This directory contains data for building a weighted fst for spell checking purposes. There are three editable source files:

* Makefile.am
* spellercorpus.raw.txt
* tags.reweight

Makefile.am
-----------

Contains two variables that can be changed if wanted:

GT_RAW_SPELLER_CORPUS   - name of file containing the raw corpus data (see next)
GT_CLEAN_SPELLER_CORPUS - name of file containing cleaned corpus data (generated)

The default value should be fine for most purposes. The template corpus file has
the default name.

spellercorpus.raw.txt
---------------------

This file contains the raw corpus text used as basis for the frequency weighting
of the speller fst. Replace the dummy content with real text in your language.

TODO: add a build option to use corpus text stored elsewhere, to avoid filling
up svn with replicas of corpus material.

tags.reweight
-------------

This file contains a list of tags for which we want to give specific weights.
This can be used both for morphology-based weighting (ie give a certain weight
to morphosyntactic tags) and to weight tags for other purposes, like to give a
very high weight to tags designating words that should never be suggested.

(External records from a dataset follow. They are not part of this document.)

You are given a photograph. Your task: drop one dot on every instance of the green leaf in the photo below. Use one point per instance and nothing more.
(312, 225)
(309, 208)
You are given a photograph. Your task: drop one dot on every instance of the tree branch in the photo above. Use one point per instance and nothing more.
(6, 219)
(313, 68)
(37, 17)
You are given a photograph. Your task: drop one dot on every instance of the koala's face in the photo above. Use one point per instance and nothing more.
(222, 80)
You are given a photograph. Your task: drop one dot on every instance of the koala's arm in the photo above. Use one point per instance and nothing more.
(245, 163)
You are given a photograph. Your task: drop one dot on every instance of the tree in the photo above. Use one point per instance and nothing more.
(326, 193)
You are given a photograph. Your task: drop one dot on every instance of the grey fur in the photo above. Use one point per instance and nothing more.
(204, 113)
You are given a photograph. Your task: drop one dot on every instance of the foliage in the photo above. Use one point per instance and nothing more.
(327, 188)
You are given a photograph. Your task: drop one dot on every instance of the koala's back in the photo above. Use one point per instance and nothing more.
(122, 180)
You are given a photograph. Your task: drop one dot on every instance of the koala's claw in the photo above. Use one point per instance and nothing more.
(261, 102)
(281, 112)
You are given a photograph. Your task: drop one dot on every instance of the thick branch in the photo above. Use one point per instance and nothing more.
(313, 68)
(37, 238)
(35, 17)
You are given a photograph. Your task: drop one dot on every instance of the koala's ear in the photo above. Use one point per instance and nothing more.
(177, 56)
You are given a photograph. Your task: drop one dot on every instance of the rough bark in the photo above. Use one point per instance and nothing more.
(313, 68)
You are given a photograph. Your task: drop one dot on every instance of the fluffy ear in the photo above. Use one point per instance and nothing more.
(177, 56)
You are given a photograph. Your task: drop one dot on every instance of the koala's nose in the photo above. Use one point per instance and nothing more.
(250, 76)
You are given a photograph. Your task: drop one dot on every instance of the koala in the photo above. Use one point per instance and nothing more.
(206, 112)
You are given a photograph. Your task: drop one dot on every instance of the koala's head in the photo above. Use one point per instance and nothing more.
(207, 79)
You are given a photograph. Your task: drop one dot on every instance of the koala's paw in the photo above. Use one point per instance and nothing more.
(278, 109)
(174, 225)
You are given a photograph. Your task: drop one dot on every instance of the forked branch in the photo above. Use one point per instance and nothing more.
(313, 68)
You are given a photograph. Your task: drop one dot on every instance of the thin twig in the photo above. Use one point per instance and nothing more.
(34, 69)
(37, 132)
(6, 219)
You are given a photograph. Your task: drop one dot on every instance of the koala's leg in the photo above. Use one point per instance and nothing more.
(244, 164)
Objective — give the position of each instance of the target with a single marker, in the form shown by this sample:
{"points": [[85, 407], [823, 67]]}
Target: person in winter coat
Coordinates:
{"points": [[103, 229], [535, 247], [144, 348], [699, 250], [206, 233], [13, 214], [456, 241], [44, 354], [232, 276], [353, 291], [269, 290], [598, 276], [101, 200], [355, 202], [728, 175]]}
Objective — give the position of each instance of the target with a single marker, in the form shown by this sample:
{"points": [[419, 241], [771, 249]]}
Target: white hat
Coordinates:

The weights are used when ranking suggestions for misspellings. The total weight
for a given suggested word form is the sum of:

* frequency weight (frequent words have less weight than less frequent words)
* tags-based weights
* the total weights coming from the error model to generate the suggestion

Other files
-----------

There are other files in that dir:

* Makefile.am
* word-boundary.att
* word-boundary.relabel
* word-boundary.txt